The natural resource protection would be consistent with the city’s current standards and is similar to South Cooper Mountain in development form and character, although more middle housing will be allowed.
"Scenario B" would include two neighborhood centers with 5,000 dwellings and more opportunities for commercial development as well as more housing variety than Scenario A.
Like Scenario A, Scenario B will incorporate natural resource protections consistent with the city’s current standards.
"Scenario C" focuses the most on protecting natural resources. This neighborhood plan would have two centers and include 6,000 dwellings. The downside to this plan is that it has the least neighborhood connectivity for motorized vehicles.
Councilors during a work session on Tuesday. Dec. 7, weren’t united on any one scenario in particular. Some said they’d like to see more options.
Mayor Lacey Beaty said her first instinct was to go with Scenario C, the plan that prioritized preserving natural resources. But upon further observation, she noted that the opportunities for more commercial development in Scenario B will be crucial for supporting much of the anticipated growth in the area.

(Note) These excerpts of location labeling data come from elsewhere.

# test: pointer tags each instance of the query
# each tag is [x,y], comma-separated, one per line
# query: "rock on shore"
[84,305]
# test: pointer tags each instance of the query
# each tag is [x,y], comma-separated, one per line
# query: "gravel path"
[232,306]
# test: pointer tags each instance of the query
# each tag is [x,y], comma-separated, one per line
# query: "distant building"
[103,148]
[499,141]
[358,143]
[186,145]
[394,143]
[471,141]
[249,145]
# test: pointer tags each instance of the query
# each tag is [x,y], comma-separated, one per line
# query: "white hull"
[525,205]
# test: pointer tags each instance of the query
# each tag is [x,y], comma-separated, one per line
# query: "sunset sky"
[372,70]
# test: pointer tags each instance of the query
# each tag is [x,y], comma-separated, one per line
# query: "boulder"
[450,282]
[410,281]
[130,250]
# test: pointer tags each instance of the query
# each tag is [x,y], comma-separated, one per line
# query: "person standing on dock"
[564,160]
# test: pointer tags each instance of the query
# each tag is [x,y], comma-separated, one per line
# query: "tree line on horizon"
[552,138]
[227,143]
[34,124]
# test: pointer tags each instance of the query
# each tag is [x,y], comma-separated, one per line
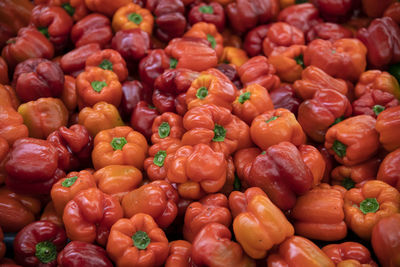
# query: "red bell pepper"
[38,243]
[37,77]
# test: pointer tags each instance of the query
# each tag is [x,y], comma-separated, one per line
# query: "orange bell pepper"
[299,251]
[377,80]
[233,55]
[258,223]
[259,70]
[339,253]
[43,116]
[155,163]
[326,108]
[388,127]
[95,85]
[344,58]
[137,242]
[275,126]
[288,63]
[67,188]
[180,254]
[89,216]
[191,53]
[252,101]
[119,146]
[389,169]
[213,208]
[132,16]
[353,140]
[365,206]
[167,125]
[314,161]
[17,210]
[353,176]
[109,59]
[105,7]
[319,215]
[118,180]
[196,169]
[314,79]
[213,247]
[157,199]
[217,127]
[101,116]
[209,32]
[211,87]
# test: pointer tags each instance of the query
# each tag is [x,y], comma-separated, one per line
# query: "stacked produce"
[200,133]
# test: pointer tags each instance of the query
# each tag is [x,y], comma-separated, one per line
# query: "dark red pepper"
[78,253]
[38,243]
[94,28]
[38,77]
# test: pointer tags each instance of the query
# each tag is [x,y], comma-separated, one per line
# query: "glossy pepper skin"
[384,234]
[118,180]
[212,208]
[101,116]
[281,35]
[302,16]
[54,22]
[349,251]
[387,126]
[78,253]
[157,199]
[389,169]
[43,116]
[299,251]
[353,176]
[37,77]
[326,108]
[132,44]
[211,87]
[281,173]
[38,243]
[96,84]
[94,28]
[319,214]
[180,254]
[137,241]
[382,40]
[109,59]
[244,15]
[132,16]
[365,206]
[89,216]
[258,224]
[314,79]
[213,247]
[170,18]
[196,169]
[68,187]
[252,101]
[217,127]
[211,13]
[33,167]
[119,146]
[191,53]
[275,126]
[17,210]
[30,43]
[259,70]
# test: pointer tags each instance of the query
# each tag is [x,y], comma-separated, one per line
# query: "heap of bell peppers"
[200,133]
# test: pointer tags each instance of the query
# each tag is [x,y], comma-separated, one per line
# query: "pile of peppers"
[200,133]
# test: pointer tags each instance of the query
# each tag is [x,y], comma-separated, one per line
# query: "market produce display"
[189,133]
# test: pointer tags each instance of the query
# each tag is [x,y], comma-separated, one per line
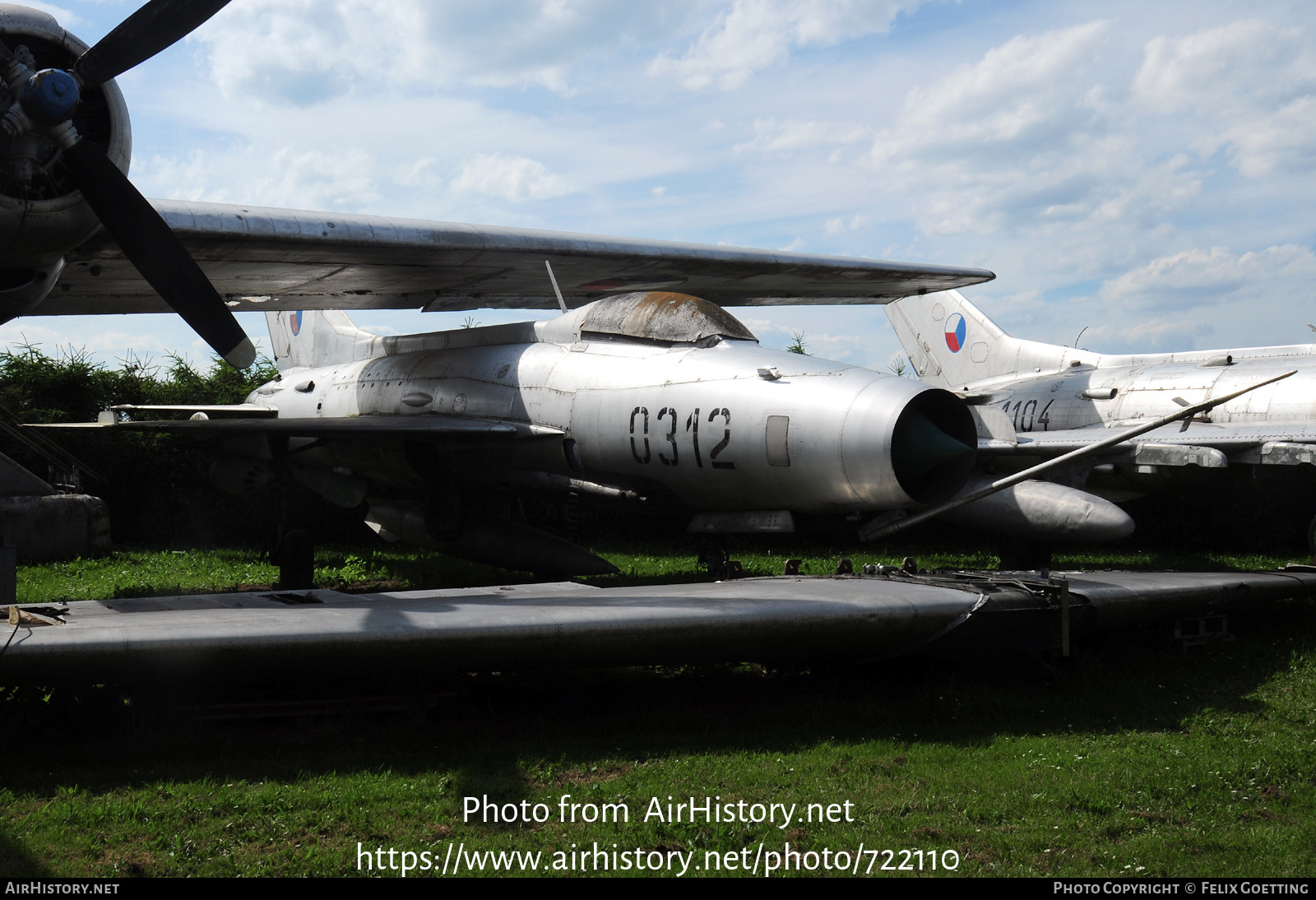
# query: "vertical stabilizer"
[952,344]
[317,337]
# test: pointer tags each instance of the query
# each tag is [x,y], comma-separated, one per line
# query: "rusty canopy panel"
[262,259]
[662,316]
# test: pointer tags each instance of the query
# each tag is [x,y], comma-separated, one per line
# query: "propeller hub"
[49,96]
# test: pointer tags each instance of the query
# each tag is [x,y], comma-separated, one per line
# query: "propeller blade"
[157,253]
[153,28]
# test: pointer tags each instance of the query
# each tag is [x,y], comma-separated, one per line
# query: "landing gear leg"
[296,559]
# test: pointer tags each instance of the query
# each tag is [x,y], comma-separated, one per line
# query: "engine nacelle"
[43,213]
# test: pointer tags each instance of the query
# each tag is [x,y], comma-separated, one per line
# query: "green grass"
[1132,759]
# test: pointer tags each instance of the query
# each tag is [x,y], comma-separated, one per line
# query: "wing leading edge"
[261,259]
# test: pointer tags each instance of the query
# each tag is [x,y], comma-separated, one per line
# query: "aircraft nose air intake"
[934,447]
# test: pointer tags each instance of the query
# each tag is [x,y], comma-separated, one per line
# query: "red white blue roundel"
[956,332]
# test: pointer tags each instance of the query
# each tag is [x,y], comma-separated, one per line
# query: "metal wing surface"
[570,625]
[263,259]
[1228,438]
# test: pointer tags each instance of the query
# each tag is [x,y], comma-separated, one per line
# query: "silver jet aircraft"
[646,392]
[1043,401]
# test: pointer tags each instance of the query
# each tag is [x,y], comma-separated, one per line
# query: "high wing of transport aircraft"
[76,237]
[846,619]
[1039,401]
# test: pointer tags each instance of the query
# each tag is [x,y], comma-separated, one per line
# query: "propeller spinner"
[46,101]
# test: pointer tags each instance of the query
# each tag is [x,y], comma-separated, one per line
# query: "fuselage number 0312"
[666,428]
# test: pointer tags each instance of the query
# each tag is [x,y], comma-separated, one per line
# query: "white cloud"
[757,33]
[307,52]
[513,178]
[1201,278]
[841,225]
[786,136]
[286,178]
[1250,83]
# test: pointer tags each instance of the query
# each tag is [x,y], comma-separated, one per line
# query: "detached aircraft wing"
[569,625]
[262,259]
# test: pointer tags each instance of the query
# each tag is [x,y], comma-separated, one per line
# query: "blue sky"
[1142,170]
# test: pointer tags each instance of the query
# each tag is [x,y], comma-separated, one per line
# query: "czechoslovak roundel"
[956,332]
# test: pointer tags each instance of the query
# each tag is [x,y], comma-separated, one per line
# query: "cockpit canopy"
[662,318]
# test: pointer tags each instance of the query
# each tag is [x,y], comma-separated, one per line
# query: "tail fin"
[952,344]
[317,337]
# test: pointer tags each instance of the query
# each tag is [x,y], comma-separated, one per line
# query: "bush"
[155,485]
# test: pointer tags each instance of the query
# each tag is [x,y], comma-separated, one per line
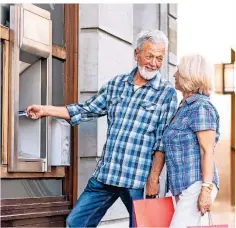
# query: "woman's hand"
[204,201]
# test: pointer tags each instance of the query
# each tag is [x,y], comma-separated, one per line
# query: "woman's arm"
[206,141]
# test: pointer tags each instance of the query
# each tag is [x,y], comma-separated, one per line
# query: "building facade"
[91,43]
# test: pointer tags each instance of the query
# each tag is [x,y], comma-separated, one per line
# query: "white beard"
[147,75]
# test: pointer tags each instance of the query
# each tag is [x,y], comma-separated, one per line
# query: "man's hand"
[35,111]
[204,201]
[152,186]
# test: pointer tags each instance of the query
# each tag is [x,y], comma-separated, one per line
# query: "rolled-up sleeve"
[168,111]
[93,108]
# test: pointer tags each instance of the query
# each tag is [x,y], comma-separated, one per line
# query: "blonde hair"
[195,74]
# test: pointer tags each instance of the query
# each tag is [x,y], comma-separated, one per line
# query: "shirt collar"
[196,97]
[154,82]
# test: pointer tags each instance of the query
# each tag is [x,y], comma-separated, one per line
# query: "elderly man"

"There are a lot of people moving in here," she said. "And there still doesn’t exist a lot of grocery stores — we’re creating food deserts. What we’ve learned during COVID is having places you’re able to deliver in your range is really important, and all these houses would be out of range for delivery for a lot of places that exist along Murray (Boulevard) and Scholls Ferry (Road)."
Councilor Laura Mitchell was more partial to Scenario A because it would be better served by roads.
"The reason I’m supportive of that is because we don’t have a lot of alternative transportation up there," she said. "We don’t have a lot of bus routes. We don’t have a lot of those options. Hopefully we could invite some of that so we don’t have as many people out on the road."
Councilor Marc San Soucie also expressed that he’d like to see more roads than what Scenario C offers to ease traffic congestion. He also threw out a "slightly facetious" recommendation of just zoning the whole area "mixed residential-commercial" and "see what the marketplace decides."
"We’ve seen around Beaverton there are a whole bunch of different types of developments that people have constructed, and they all seem to be doing OK," he said.
Councilor Ashley Hartmeier-Prigg, meanwhile, liked the balance of ample housing and natural resource preservation presented in Scenario C.
"I’ve been reading a lot about how actually building roads doesn’t ease congestion and widening roads doesn’t ease congestion," she said. "And so I think that the lesser of the big roads actually might encourage more biking and pedestrian rolling and other ways of getting around."
Councilor Nadia Hasan said she would like city staff to clearly lay out the benefits and trade-offs of each of the scenarios as they do community outreach.
"We don’t always do that sometimes, but I do think it helps us make more informed decisions," she said.